Se compromettre
La foi conduit sans doute à se « DÉCLARER » comme un fidèle du Christ devant l’un ou l’autre qui nous interroge à propos d’une parole que nous avons prononcée ou d’une action que nous avons menée. Si un baptisé ne prend pas position publiquement pour le Fils de l’Homme, s’il ne se compromet ni à ses propres yeux, ni vis-à-vis de ceux qui l’entourent et le connaissent, alors il ne va pas jusqu’au bout de sa foi.
Je ne parle pas de “propagande” ou de “communication” tapageuse, je veux parler de témoins qui expliquent humblement leur relation d’amour avec le Christ. Ils n’enrôlent pas mais ils sont intrépides c’est-à-dire sans peur. Ils dévoilent ce qui les fait vivre et comment la foi les structure et les épanouit au long des semaines et des mois.
Tout cela se fait dans la discrétion sur un ton de confidence, pour répondre modestement à une question posée par l’une ou l’autre personne des « alentours »
Le “croyant” devient “fidèle du Christ” certes par le baptême mais par voie de conséquence en avouant son amour et en laissant apercevoir comment sa relation originale avec Jésus se traduit par des gestes ou des paroles publiques qui le situent au milieu de la société.
Il ne redoute pas le ridicule car il aime.
Se déclarer clairement comme « ami » de l’Évangile et solidaire d’une communauté ecclésiale lui procure de la joie. Il sait très bien qu’il peut faillir. Il n’a aucune illusion sur les scories des Églises mais il compte sur le réconfort de Dieu, son pardon et le soutien des autres chrétiens pour traverser l’usure du temps.
À mon sens les trois syllabes de « compromettre » signifie que l’on se “tient” devant d’autres. C’est ainsi que l’on devient témoin, sans honte, sans rouge au front et « sans gloire ».
Prendre position librement s’enracine dans le courage et le fortifie. Dévoiler humblement sa foi affirme et grandit sa personnalité et ouvre la discussion sur « les pourquoi » d’une telle démarche.
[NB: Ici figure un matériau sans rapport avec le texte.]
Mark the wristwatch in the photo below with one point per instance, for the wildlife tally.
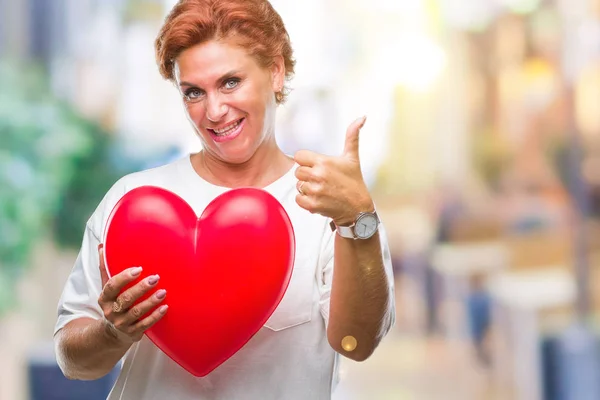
(364, 226)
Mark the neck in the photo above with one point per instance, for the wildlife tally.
(267, 165)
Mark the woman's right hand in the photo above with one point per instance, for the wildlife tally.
(124, 319)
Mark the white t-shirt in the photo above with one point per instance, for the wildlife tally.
(289, 358)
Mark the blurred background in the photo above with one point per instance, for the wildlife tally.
(481, 148)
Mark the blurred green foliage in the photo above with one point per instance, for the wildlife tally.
(54, 169)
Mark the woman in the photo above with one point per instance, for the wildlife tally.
(229, 59)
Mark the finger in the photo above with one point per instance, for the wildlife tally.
(307, 203)
(306, 188)
(304, 174)
(102, 265)
(351, 144)
(138, 311)
(115, 284)
(131, 295)
(150, 320)
(307, 158)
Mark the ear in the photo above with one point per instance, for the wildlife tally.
(278, 73)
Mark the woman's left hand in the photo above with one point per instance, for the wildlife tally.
(334, 186)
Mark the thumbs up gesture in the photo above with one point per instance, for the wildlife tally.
(334, 186)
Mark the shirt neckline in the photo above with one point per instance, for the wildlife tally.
(276, 187)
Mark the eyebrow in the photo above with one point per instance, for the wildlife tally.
(222, 79)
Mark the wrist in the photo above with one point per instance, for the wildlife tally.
(115, 336)
(350, 218)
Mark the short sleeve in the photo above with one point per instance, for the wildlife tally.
(84, 284)
(325, 275)
(80, 294)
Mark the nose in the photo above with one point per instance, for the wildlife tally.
(215, 108)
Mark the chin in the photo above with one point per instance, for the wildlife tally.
(233, 154)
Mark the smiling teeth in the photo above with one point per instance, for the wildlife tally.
(227, 129)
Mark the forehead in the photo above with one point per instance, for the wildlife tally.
(209, 61)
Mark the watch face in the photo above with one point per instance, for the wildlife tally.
(366, 226)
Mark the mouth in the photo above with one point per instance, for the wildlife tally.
(227, 132)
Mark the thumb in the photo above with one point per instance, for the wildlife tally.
(351, 144)
(102, 266)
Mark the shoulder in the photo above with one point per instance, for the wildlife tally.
(159, 176)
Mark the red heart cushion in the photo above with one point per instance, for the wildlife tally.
(225, 272)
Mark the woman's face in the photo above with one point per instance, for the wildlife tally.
(229, 98)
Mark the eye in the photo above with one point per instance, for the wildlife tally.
(193, 94)
(231, 83)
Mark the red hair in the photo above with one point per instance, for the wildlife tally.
(254, 23)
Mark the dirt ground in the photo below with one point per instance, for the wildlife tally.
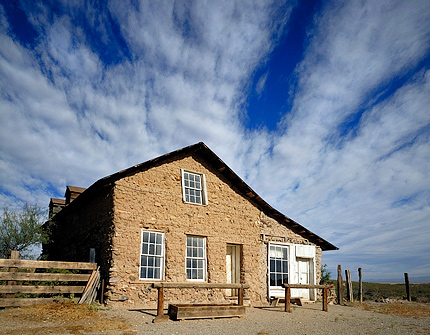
(370, 318)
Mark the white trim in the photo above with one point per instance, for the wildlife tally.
(162, 257)
(204, 258)
(203, 192)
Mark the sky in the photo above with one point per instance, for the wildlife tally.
(322, 107)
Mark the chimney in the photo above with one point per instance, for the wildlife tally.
(72, 193)
(55, 205)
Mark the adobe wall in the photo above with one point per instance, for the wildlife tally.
(153, 200)
(83, 224)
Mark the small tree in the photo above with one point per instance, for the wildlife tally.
(20, 230)
(325, 274)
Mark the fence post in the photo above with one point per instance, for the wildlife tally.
(349, 292)
(339, 286)
(360, 285)
(408, 292)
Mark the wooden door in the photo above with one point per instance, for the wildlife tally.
(233, 266)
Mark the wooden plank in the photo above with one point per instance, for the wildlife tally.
(18, 302)
(40, 289)
(199, 285)
(305, 286)
(26, 276)
(14, 255)
(190, 311)
(24, 263)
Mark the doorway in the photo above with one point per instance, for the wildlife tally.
(233, 267)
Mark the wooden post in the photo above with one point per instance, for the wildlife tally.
(360, 285)
(287, 299)
(339, 286)
(160, 301)
(240, 296)
(13, 255)
(408, 292)
(325, 299)
(349, 292)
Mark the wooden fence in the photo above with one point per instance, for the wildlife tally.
(20, 279)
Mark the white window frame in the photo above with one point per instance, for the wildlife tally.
(201, 190)
(269, 266)
(151, 253)
(192, 259)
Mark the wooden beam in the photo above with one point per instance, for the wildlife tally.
(305, 286)
(28, 264)
(40, 289)
(200, 285)
(26, 276)
(18, 302)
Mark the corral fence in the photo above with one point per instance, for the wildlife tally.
(28, 282)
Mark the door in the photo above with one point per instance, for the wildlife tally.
(304, 276)
(233, 267)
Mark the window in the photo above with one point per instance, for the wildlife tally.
(152, 255)
(278, 267)
(196, 258)
(193, 188)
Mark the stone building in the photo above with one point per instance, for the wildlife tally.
(184, 216)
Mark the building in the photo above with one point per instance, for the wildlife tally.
(184, 216)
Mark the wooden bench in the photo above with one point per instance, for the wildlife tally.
(193, 311)
(288, 288)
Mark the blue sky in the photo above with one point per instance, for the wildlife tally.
(321, 106)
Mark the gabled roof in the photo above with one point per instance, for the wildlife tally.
(212, 159)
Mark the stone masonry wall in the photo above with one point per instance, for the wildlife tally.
(152, 200)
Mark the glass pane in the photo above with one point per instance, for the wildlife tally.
(272, 280)
(145, 248)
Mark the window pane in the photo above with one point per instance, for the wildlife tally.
(145, 248)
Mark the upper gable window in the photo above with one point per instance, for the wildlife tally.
(193, 188)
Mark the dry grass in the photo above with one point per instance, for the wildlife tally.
(399, 308)
(59, 318)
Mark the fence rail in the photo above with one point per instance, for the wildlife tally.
(20, 278)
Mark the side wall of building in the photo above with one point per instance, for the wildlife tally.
(152, 200)
(83, 224)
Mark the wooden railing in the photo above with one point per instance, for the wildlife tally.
(288, 287)
(21, 277)
(161, 286)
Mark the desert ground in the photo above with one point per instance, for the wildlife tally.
(370, 318)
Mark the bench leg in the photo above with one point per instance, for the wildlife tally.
(160, 307)
(288, 300)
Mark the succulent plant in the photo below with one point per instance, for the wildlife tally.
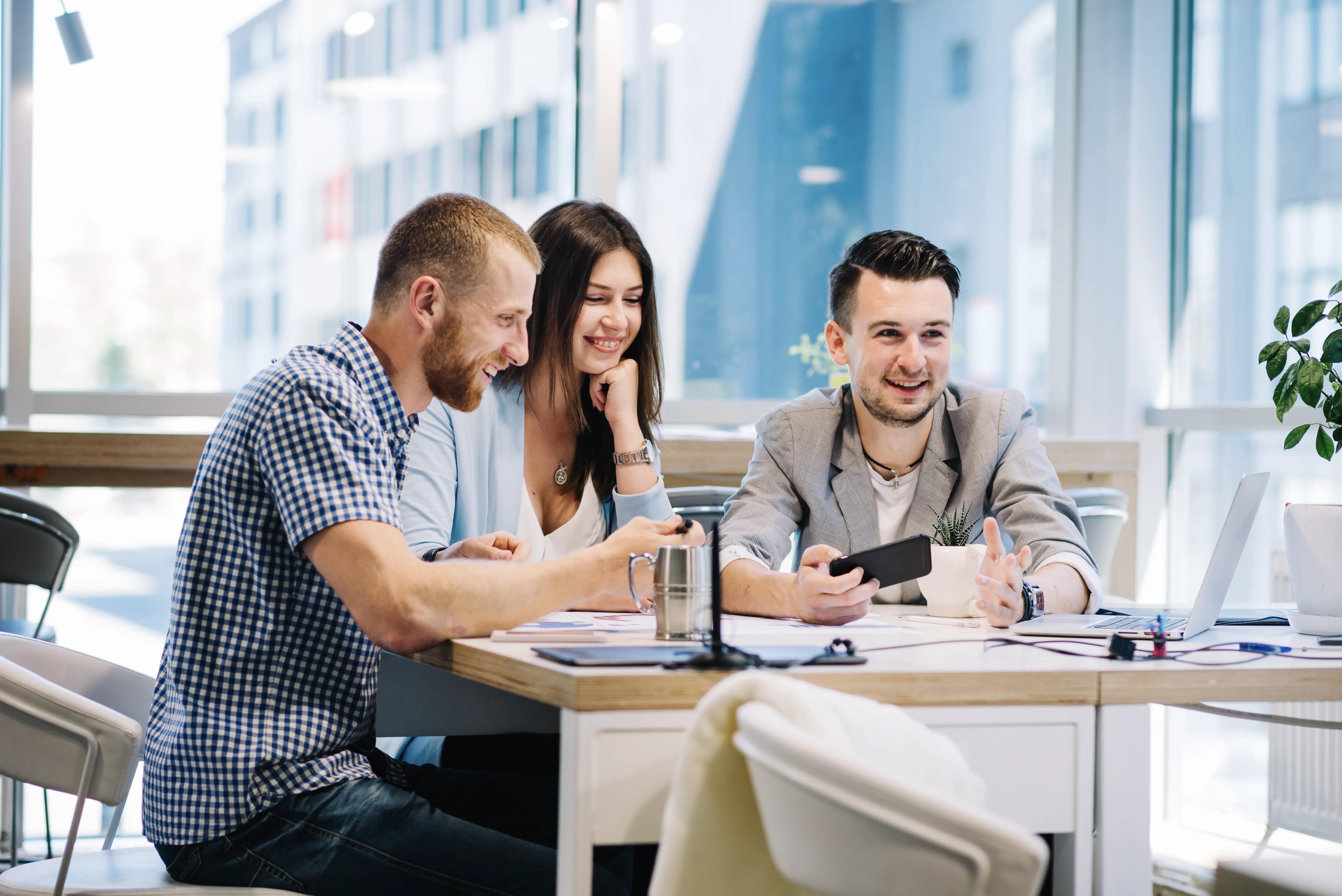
(955, 529)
Accepter d’être connu et reconnu arrache à la monotonie et suscite une nouveauté non seulement pour soi-même mais pour tous ceux et celles qui en prennent acte. On devient objet d’interrogations.
Allons encore plus loin et dépassons la relation d’une personne seule devant son entourage.
C’est « en se compromettant ensemble » devant ceux et celles qui les voient vivre au quotidien que les disciples du Ressuscité se convertissent et entrent en Eucharistie.
Chaque baptisé, selon son histoire et sa personnalité aimante se laisse dévorer des yeux, il n’argumente pas pour convaincre, il n’a rien à prouver, il se situe humble et désarmé dans un monde hostile, indifférent ou en sympathie. L’honneur de Dieu lui importe, sa douceur signifie l’absolue tendresse de l’Incarnation.
Ainsi, depuis longtemps tel ou tel « Fidèle du Christ » chemine sous le regard de ceux avec lesquels il partage la simple vie journalière. Il risque de n’étonner plus personne, il fait partie du décor. Bien des fois on le juge original et beaucoup l’enferment dans l’insignifiance. On sourit même de ses pratiques ou de ses réflexions,
Mais
le jour où avec un ou plusieurs membres de sa communauté,
ils prennent ensemble la parole,
ils agissent ensemble avec force et douceur,
ils expliquent ensemble en mots simples l’amour qui les motive
ils campent ensemble dans la bonté qui prend soin de la multitude
alors l’opinion se réveille,
les écailles tombent des yeux des habitués de la marche commune ; stupéfaits par la fécondité du comportement de ceux ou de celles dont ils partagent la vie ordinaire, ils se posent la question fondamentale : Est ce que c’est l’amour de Dieu qui les appelle à se situer dans la Paix, la Justice, la Bonté et de Désintéressement ? Quel est donc leur secret ? Ils prennent alors la parole, les questions fusent…
Les témoins témoignent et rendent comptent de l’Espérance qui est en eux. Ils se « compromettent »
Il y a donc un moment, un temps, un jour, un point critique où la lumière peut humblement se faire, où l’Esprit ouvre le cœur des uns et donne force intérieure aux autres.
Nous ne savons pas l’heure de la Révélation mais je crois que le Christ dans son amour entraîne les baptisés jusqu’au matin des langues de feu. À cette Pentecôte on moqua les apôtres. On les railla : “ils sont pleins de vin doux”. Eux, simplement sortaient de la peur et Pierre prenant la parole devant tous, « se compromit » en racontant la Mort et la Résurrection du Christ.
C’était leur foi commune, paisible et humanisante.